Um exemplo sobre a importância do contexto está na diferença entre um financiamento imobiliário e um restaurante que faz entregas em casa, segundo Pedro. Pelos valores envolvidos, o atrito na experiência será naturalmente maior no primeiro caso porque há necessidade de um conjunto maior de informações.
“Dentro de uma transação de R$ 10 reais valeria a pena realizar uma análise de risco de R$ 30 ou R$ 40? Talvez não. Se eu gastar R$ 100 para uma transação de 10 mil, talvez valha pena ou não”, explica.
Know your customer
Rodrigo, da Recargapay, explicou que esse tipo de contexto depende de fatores como o tempo, o perfil de cada cliente e até o modelo de negócio.
Juntas, essas informações ajudam a compor uma ideia discutida no encontro e usada por muitas empresas na prevenção do risco: é o chamado Know your Customer, conceito que prevê a adoção de políticas rigorosas com uso de tecnologias para captar e fazer a análise de documentos dos clientes.
“Know your customer ou apenas KYC, para mim, é a primeira fronteira. É onde você detecta uma fraude antes da venda se concretizar ou começar. Em um varejista, o KYC pode ser feito no momento da criação de conta de um cliente. Por exemplo: é possível fazer a verificação de dados, e-mail e até o celular.
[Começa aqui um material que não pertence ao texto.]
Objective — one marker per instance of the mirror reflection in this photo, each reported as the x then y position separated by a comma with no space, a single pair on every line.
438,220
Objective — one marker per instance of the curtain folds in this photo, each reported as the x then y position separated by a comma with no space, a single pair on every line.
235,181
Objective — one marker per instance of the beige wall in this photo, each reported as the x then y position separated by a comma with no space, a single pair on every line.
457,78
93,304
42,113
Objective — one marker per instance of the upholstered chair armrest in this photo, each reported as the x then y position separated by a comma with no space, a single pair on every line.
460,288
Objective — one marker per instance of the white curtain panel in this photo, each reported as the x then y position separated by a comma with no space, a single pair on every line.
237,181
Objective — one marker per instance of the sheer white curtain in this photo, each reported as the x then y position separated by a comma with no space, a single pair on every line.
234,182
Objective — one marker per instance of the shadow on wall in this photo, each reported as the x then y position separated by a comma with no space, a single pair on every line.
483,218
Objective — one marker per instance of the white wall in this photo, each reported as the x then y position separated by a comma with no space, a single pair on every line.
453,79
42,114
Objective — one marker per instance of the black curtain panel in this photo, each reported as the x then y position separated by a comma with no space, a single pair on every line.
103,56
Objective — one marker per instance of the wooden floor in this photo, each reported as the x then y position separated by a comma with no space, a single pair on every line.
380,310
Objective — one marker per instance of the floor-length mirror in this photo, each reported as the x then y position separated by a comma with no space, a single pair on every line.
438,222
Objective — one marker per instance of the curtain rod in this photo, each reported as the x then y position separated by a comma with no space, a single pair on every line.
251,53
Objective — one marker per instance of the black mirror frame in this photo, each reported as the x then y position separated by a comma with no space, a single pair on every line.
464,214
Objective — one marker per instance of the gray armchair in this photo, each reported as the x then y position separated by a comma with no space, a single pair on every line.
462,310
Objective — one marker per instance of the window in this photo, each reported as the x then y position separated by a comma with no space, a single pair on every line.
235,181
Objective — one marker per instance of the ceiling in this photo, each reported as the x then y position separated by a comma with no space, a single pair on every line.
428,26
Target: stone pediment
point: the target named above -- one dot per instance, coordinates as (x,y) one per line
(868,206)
Em suma, ela cria uma barreira para fraudadores”, afirma Pedro.
Especialistas ainda citaram iniciativas como revisão ou aprimoramento dos processos internos para minimizar as fraudes. Há espaço até para iniciativas mais peculiares, tais como se infiltrar em grupos de discussões sobre fraudes – e que existem aos montes na internet.
Seja qual for o caminho adotado, o fato é que o consumidor precisa entender que processos de segurança podem ser cansativos, porém ele aumenta a possibilidade de a experiência ter mais ou menos o desfecho esperado pelo cliente: produto em casa ou o serviço funcionando.
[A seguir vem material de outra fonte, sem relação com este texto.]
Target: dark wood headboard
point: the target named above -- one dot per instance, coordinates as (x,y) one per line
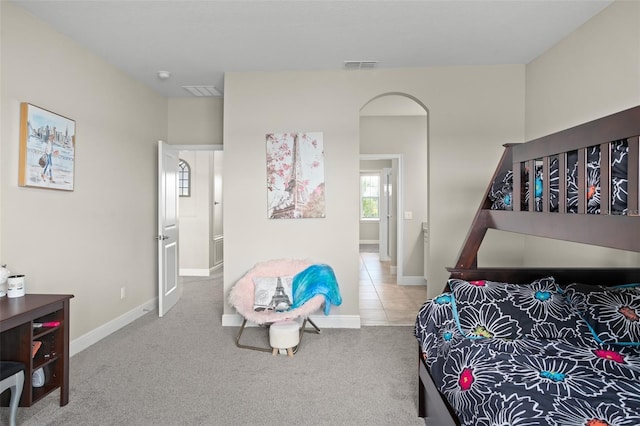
(604,229)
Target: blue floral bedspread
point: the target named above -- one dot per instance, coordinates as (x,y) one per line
(522,355)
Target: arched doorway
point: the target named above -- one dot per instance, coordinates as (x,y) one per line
(394,145)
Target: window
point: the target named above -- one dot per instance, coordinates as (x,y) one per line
(370,196)
(184,179)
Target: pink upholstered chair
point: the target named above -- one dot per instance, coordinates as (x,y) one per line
(242,297)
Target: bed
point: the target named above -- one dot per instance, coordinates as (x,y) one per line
(543,346)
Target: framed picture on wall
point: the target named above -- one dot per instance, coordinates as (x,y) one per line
(47,149)
(295,175)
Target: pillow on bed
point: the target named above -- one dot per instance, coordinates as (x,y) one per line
(611,313)
(272,293)
(512,311)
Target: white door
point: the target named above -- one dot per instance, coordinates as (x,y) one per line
(169,288)
(385,215)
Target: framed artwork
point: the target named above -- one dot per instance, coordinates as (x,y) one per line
(47,149)
(295,175)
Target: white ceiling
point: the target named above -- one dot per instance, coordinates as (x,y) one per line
(197,41)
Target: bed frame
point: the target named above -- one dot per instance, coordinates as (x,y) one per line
(604,229)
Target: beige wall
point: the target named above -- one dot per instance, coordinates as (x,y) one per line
(472,111)
(100,237)
(592,73)
(195,121)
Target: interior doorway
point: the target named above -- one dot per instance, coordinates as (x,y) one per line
(394,127)
(201,238)
(394,144)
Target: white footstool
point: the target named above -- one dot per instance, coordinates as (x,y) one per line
(284,335)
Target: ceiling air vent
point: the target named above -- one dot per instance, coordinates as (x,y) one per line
(360,65)
(202,90)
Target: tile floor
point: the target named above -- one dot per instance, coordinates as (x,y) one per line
(382,300)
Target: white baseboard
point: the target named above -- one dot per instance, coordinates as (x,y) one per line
(186,272)
(322,321)
(369,241)
(412,280)
(94,336)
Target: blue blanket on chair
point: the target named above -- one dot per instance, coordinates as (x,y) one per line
(316,279)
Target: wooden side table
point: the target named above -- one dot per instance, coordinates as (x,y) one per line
(42,321)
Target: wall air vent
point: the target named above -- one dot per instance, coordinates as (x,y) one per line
(202,91)
(360,65)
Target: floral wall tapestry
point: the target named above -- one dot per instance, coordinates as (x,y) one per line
(295,175)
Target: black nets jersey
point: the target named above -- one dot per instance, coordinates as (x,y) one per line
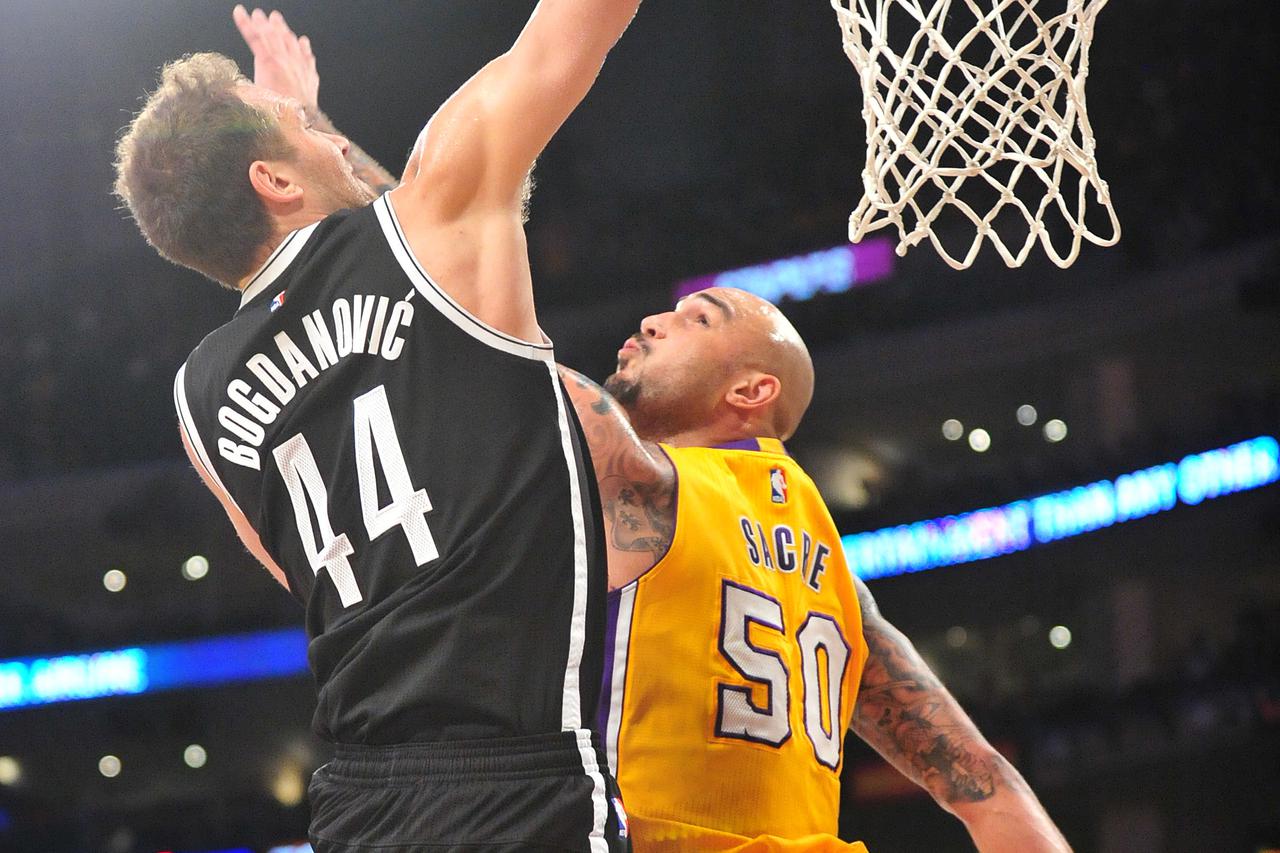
(423,482)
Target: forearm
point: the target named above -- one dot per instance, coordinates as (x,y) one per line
(909,717)
(365,167)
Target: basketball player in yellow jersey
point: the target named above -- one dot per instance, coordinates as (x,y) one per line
(741,646)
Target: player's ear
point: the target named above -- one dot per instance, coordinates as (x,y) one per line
(274,186)
(754,392)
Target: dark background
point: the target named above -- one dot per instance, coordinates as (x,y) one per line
(718,135)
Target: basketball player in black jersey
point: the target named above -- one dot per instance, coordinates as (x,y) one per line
(383,423)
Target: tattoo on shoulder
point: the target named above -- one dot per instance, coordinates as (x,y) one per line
(910,717)
(640,515)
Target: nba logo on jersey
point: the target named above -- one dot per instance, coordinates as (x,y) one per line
(778,486)
(622,816)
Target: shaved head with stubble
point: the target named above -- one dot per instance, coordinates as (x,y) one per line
(721,366)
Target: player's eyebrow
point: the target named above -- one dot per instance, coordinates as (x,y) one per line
(718,302)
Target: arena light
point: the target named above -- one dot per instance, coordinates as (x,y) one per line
(830,270)
(1019,525)
(146,669)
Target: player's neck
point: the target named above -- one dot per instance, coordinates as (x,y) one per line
(284,226)
(720,433)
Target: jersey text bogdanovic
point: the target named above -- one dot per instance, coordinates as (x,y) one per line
(423,483)
(365,324)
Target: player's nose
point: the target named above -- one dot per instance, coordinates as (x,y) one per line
(654,325)
(341,141)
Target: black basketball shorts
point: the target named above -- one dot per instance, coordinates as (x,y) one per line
(515,794)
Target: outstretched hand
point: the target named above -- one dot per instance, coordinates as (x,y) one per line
(282,60)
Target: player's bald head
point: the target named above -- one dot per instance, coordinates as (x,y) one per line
(722,365)
(766,341)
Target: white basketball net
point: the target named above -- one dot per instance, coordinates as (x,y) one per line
(984,92)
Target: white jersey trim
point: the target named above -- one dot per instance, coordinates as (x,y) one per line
(571,707)
(618,676)
(277,263)
(599,802)
(446,304)
(188,425)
Processo anti fraude é parte da customer experience: explique a importância das perguntas e pedidos de confirmações na jornada do cliente
Uma velha dica: mapeie todos os processos, inclusive na prevenção contra fraudes
Know your customer: conheça o seu consumidor a partir de uma política rigorosa para análises de documentos dos clientes.
Nem sempre sistemas antifraude valem a pena: avalie se o valor da relação comercial vale o custo da prevenção de risco.